Ruby object ID, dup, and mutability

Question

I've come across the following concern in Ruby

a = [1, 2, 3]
b = a
b.delete_at(1)
b => [1,3]
a => [1,3]
b.object_id => 70178446287080
a.object_id => 70178446287080

So I kind of have an understanding of this. a holds a reference to an array at the object_id.

b also has a reference to that SAME position as b points to a which refers to its object_id. Basically they refer to the same thing. So if I mutate something for b, a is also mutated.

What category does this behavior fall in? Is there any readings/general practices that I can memorize so I won't have any errors in the future involving this? I know that a.dup would provide a new object at a different location so a.dup == b would be true. Also for a.dup.object_id == b.object_id.
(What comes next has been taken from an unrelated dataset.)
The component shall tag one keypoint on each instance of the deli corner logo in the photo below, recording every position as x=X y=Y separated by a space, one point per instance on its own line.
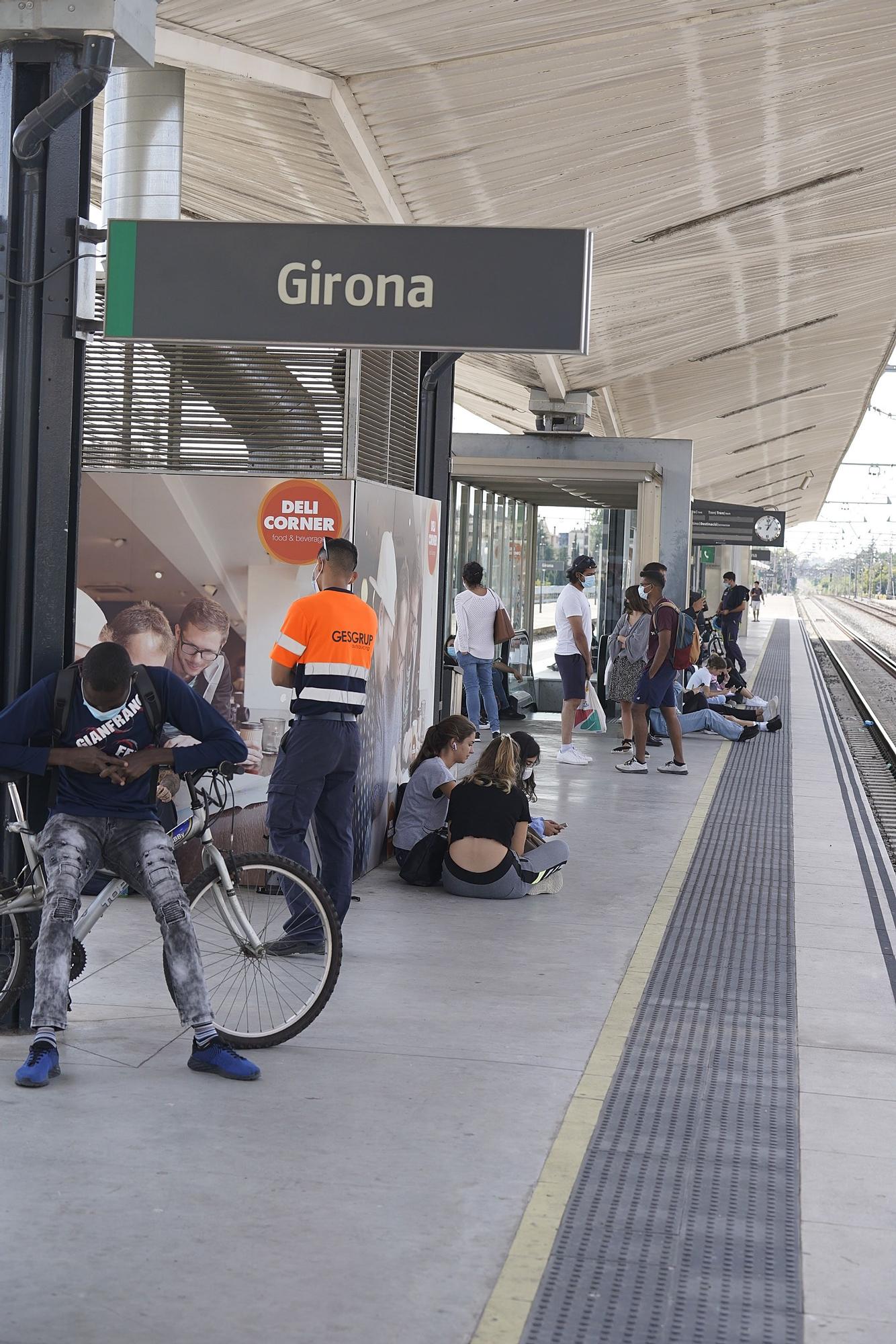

Also, is dup and clone essentially the same thing in this situation, regardless of shallow vs deep?

Answer 1

Both #dup and #clone create a shallow copy of an object. However, #clone does two things that #dup doesn't:

• copy the singleton class of the copied object
• maintain the frozen status of the copied object

Example for singleton:

#dup:

a = Object.new

def a.foo do
  :foo 
end

p a.foo
# => :foo

b = a.dup
p b.foo
# => undefined method `foo' for #<Object:0x007f8bc395ff00> (NoMethodError)

#clone:

a = Object.new

def a.foo do
  :foo 
end

p a.foo
# => :foo

b = a.clone
p b.foo
# => :foo

Example for frozen state:

a = Object.new

a.freeze
p a.frozen?
# => true

b = a.dup
p b.frozen?
# => false

c = a.clone
p c.frozen?
# => true

Because of the extra steps, #clone is a bit slower than #dup (but that's probably not what will make your app too slow!).